For example, you can use CAST(column AS text)
to convert data to string representation on Postgres side, and so it will be read as Spark’s StringType()
.
It is also possible to use to_json Postgres function to convert column of any type to string representation, and then parse this column on Spark side using from_json:
from pyspark.sql.functions import from_json
from pyspark.sql.types import IntegerType
from onetl.connection import Postgres
from onetl.db import DBReader
postgres = Postgres(...)
DBReader(
connection=postgres,
columns=[
"id",
"supported_column",
"CAST(unsupported_column AS text) unsupported_column_str",
# or
"to_json(unsupported_column) array_column_json",
],
)
df = reader.run()
# Spark requires all columns to have some type, describe it
column_type = IntegerType()
# cast column content to proper Spark type
df = df.select(
df.id,
df.supported_column,
# explicit cast
df.unsupported_column_str.cast("integer").alias("parsed_integer"),
# or explicit json parsing
from_json(df.array_column_json, schema).alias("array_column"),
)
DBWriter
#
It is always possible to convert data on Spark side to string, and then write it to text
column in Postgres table.
Using to_json
#
For example, you can convert data using to_json function.

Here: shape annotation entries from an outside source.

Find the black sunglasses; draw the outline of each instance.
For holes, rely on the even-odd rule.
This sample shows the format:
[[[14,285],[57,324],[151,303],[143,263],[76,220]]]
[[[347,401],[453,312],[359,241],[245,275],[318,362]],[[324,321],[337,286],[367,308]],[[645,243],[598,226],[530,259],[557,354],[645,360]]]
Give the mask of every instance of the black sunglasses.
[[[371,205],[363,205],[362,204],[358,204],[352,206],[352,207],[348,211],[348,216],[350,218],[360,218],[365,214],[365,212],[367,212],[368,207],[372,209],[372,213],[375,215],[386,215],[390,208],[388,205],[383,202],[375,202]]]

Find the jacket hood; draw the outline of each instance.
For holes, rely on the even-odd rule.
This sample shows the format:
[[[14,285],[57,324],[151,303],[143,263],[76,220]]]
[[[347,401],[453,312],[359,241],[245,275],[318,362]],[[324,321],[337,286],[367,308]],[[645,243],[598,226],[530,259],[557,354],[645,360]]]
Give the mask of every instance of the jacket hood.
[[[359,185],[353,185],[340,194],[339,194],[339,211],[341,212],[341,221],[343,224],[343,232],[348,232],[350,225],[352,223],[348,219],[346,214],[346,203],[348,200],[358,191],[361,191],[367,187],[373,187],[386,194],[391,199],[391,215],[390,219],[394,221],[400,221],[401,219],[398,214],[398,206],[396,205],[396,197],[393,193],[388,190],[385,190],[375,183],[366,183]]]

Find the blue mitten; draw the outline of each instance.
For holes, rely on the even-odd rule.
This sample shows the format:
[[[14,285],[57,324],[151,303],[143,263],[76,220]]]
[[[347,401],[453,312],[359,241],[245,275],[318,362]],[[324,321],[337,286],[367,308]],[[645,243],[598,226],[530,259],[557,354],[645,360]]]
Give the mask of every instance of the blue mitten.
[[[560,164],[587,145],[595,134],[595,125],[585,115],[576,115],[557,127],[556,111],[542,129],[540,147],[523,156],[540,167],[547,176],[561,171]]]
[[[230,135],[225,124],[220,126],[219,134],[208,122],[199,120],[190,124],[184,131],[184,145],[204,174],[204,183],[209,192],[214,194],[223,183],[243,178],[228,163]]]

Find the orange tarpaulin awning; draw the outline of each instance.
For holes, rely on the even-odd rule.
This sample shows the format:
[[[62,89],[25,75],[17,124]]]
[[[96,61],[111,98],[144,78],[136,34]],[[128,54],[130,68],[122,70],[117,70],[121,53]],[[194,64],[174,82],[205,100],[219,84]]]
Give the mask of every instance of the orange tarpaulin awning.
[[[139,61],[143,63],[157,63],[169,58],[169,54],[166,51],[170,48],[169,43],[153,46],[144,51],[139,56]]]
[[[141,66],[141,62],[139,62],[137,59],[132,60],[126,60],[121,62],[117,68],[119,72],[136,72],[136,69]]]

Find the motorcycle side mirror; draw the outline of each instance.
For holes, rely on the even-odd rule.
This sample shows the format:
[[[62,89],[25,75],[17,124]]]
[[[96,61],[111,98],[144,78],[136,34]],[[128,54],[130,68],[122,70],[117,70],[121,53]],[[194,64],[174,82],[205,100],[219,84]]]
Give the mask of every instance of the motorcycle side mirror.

from pyspark.sql.functions import to_json
from onetl.connection import Postgres
from onetl.db import DBReader
postgres = Postgres(...)
postgres.execute(
"""
CREATE TABLE schema.target_table (
id int,
supported_column timestamp,
array_column_json jsonb -- any column type, actually
)
""",
)
write_df = df.select(
df.id,
df.supported_column,
to_json(df.unsupported_column).alias("array_column_json"),
)
writer = DBWriter(
connection=postgres,
target="schema.target_table",
)
writer.run(write_df)
Then you can parse this column on Postgres side (for example, by creating a view):
SELECT
id,
supported_column,
array_column_json->'0' AS array_item_0
FROM
schema.target_table
To avoid casting the value on every table read you can use GENERATED ALWAYS STORED column, but this requires 2x space (for original and parsed value).
Manual conversion to string#
Postgres connector also supports conversion text value directly to target column type, if this value has a proper format.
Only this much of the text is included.